Want higher returns? Don't take Prozac: James Saft
(James Saft is a Reuters columnist. The opinions expressed are his own)
By James Saft
LONDON (Reuters) - It's no fun at parties, but when it comes to investing being depressed just might help.
Fund managers, like so many of us, consistently think they are smarter than they are and that their ideas are of an unusually high quality. And to keep thinking these reassuring thoughts, they ignore evidence that contradicts their beliefs while paying rapt attention to data or news that confirms their own biases.
But not the depressed, whom multiple research studies have shown to have a more accurate and realistic view of their own abilities and insights, according to James Montier, a strategist at Societe Generale who specializes in behavioral finance, the study of how emotion and thinking patterns influence economics and investment.
"The depressed tend to be less optimistic," said Montier,. "And they certainly would be less prone to the chronic optimism that characterizes pretty much all of the market participants we come across."
Montier thinks that human beings have been hard-wired by evolution to have an optimistic or bullish outlook on things.
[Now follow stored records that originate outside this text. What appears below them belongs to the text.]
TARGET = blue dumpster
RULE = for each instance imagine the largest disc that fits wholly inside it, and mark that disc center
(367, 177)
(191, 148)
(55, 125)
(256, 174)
While that is very useful when you need to leave the cave and hunt saber tooth tigers and the summit of your ambition is to make it to age 20 and pass your genes along, it leaves investors today with some in-built problems in analyzing company or economic prospects.
"All behavioral biases have some evolutionary reasons for existing and it's very tough to overcome those deep-rooted impulses," he said.
A survey of over 500 professional fund managers showed that 74 percent rate themselves as above average at their jobs, according to Montier, a figure that a glance at the performance tables on mutual funds will show to be, well, wildly optimistic. And investors don't just overrate themselves, they think their holdings and the stocks they cover are great too. Continued...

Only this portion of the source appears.